In nearly all languages, the first colors to get names are black and white.
“Black” comes from very old words that meant “to burn” or “burned.” But the same old words also gave us “blake,” which is a now obscure word that meant pale, pallid, and ashen. In fact, the Oxford English Dictionary says that it is often difficult to tell which of these two colors is meant in Old English texts when the context doesn’t make it clear. And to make it even more complicated, at some point, “black” could also be used to describe something bright, shining, or glittering, perhaps related to the idea that something that is burning is all those things. So it took “black” a while to be limited to what we think of as black today.

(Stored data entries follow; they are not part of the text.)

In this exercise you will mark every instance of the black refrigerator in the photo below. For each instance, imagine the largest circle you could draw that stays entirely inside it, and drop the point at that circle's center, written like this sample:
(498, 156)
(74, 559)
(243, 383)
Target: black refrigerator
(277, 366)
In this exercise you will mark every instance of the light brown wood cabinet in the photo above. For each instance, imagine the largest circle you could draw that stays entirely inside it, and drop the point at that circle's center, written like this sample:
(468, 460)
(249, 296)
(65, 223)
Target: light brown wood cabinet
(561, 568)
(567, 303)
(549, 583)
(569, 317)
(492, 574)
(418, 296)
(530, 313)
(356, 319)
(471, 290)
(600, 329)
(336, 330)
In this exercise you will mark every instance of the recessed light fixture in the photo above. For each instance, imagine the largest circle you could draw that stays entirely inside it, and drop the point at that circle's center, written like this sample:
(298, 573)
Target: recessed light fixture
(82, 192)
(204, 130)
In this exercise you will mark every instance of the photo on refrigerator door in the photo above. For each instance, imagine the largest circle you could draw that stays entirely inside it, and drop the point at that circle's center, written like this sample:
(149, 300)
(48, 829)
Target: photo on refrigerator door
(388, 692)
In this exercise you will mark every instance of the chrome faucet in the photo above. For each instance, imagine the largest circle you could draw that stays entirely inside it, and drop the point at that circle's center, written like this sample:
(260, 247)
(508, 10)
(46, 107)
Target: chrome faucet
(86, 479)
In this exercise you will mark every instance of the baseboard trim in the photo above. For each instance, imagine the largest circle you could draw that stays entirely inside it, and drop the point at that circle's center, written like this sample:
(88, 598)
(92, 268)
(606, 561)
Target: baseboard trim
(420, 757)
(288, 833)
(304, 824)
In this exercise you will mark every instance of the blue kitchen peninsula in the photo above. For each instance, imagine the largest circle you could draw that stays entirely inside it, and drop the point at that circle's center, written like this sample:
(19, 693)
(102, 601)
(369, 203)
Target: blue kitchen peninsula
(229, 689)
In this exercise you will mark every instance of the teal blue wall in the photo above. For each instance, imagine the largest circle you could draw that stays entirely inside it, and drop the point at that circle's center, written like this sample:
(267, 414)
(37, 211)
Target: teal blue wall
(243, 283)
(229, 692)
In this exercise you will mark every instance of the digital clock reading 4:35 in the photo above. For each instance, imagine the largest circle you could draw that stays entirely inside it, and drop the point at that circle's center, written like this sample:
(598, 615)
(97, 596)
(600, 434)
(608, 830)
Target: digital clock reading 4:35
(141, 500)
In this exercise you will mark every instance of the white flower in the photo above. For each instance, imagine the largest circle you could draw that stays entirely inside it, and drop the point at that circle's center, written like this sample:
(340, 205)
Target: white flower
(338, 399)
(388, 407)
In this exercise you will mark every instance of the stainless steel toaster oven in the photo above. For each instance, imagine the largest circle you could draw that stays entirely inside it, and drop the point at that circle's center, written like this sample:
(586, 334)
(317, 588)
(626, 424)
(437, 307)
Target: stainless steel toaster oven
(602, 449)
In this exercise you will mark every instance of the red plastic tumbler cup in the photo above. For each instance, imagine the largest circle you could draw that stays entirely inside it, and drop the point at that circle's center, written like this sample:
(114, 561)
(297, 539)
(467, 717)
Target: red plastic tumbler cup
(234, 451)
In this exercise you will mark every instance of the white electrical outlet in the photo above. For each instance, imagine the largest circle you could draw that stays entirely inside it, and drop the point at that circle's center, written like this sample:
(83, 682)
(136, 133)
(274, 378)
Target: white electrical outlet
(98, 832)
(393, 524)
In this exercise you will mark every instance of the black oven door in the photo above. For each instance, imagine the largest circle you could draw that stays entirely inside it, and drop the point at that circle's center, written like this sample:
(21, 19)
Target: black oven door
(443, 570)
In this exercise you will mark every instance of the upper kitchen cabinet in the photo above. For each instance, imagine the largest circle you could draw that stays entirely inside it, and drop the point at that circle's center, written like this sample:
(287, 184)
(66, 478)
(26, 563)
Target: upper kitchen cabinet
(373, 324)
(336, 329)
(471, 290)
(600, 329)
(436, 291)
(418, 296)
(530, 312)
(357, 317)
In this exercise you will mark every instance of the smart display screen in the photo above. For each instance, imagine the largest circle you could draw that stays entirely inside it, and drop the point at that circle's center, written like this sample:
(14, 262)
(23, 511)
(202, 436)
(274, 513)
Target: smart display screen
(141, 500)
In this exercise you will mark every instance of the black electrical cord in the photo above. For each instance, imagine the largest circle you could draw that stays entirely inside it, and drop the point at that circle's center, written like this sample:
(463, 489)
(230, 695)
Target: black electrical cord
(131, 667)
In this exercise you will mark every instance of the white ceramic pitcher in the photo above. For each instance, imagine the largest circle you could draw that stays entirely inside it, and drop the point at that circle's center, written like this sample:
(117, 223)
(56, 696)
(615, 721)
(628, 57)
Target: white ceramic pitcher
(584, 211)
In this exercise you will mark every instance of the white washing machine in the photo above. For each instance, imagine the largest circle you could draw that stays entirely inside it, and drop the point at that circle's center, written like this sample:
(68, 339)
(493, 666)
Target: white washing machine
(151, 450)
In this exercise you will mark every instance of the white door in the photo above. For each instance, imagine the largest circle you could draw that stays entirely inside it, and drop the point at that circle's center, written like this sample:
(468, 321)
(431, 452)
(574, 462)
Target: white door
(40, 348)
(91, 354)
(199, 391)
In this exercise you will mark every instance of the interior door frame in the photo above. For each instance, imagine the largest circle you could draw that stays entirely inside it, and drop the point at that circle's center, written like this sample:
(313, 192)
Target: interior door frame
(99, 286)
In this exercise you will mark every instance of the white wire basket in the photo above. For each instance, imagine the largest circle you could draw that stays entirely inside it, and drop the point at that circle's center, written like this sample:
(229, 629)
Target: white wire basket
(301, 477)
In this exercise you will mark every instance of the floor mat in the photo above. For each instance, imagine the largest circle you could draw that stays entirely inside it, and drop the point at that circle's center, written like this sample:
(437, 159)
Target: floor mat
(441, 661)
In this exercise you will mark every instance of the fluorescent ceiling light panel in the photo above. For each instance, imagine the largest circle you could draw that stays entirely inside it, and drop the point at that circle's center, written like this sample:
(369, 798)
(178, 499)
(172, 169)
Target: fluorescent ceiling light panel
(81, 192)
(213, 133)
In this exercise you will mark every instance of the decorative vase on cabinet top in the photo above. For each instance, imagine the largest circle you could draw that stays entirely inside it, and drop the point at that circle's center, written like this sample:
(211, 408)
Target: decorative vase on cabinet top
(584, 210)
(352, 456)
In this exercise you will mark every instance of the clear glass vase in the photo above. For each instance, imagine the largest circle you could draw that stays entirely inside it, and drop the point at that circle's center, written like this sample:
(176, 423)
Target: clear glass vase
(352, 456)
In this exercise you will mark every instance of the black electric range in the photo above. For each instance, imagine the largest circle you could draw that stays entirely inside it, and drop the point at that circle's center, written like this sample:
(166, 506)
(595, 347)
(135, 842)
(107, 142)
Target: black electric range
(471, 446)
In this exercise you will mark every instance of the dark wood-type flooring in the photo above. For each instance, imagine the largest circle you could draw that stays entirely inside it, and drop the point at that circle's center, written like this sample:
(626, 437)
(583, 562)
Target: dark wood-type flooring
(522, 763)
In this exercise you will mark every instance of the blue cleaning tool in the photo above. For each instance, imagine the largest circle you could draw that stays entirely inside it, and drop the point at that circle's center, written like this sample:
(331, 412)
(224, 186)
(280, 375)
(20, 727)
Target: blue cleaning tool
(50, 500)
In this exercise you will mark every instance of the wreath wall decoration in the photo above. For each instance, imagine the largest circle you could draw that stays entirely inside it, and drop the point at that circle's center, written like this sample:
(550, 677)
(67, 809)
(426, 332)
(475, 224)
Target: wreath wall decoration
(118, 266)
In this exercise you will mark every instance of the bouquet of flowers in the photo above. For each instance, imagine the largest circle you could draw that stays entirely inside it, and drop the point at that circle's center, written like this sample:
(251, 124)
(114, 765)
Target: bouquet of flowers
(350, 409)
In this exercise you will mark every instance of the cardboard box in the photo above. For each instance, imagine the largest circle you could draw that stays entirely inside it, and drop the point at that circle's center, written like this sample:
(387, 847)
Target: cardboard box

“White” is a little more straightforward. In Old English, it meant “bright and radiant, or clear and fair.” It could be describing something we think of as white such as snow, milk, or an old person’s hair, but it could also describe something transparent, or something light yellow, pale gray, or silver. Online Etymology Dictionary says “White” is also one of the oldest surnames in English, originally referring to people with fair hair or a fair complexion.
There are still languages today that have just two words for colors that are essentially white for all light or warm colors and black for all dark or cool colors.
That surprised me, but one thing that surprised me most was that the next color almost all languages name is red—one theory is that it’s because it is the color of blood.
Although black, white, and red all likely go back to the prehistoric language Proto-Indo-European (PIE), Online Etymology Dictionary states that red is “the only color for which a definite common PIE root word has been found.”
Red shows up in a lot of place names where it referred to the color of natural elements such as rocks and soil. For example, the Oxford English Dictionary lists Radcliffe, Radclive, Redmile, Redford, and Rattery, all from 1086, and slightly later Radly and Redhill. The same root for “red” also likely gave us the word for the color “rust.”
In those early days though, “red” was probably the name for the color rust, as well as purple, pink, and orange.
In fact, we call people redheads instead of orangeheads because at the time we started calling them anything, the word “orange” hadn’t entered the language as a color word, and the word “red” included the orangey color of red hair.
Interestingly, the Irish writer Stan Carey told me that the Irish word for red hair is different from the general Irish word for red.
After red, most languages add a word for either yellow or a spectrum that includes both green and blue that language experts sometimes call “grue.” Since blue and green are so prevalent in nature, I would have expected one of them to be the third word more languages would add, but I was wrong!
You can think of these as the five base colors that most languages have: black, white, red, yellow, and green/blue. And English today is described as having 11 main color words: those five base colors (black, white, red, yellow, and green/blue) plus brown, orange, pink, purple and gray, but some languages have more or different words. For example, Russian, Greek, and Turkish have separate words for light blue and dark blue.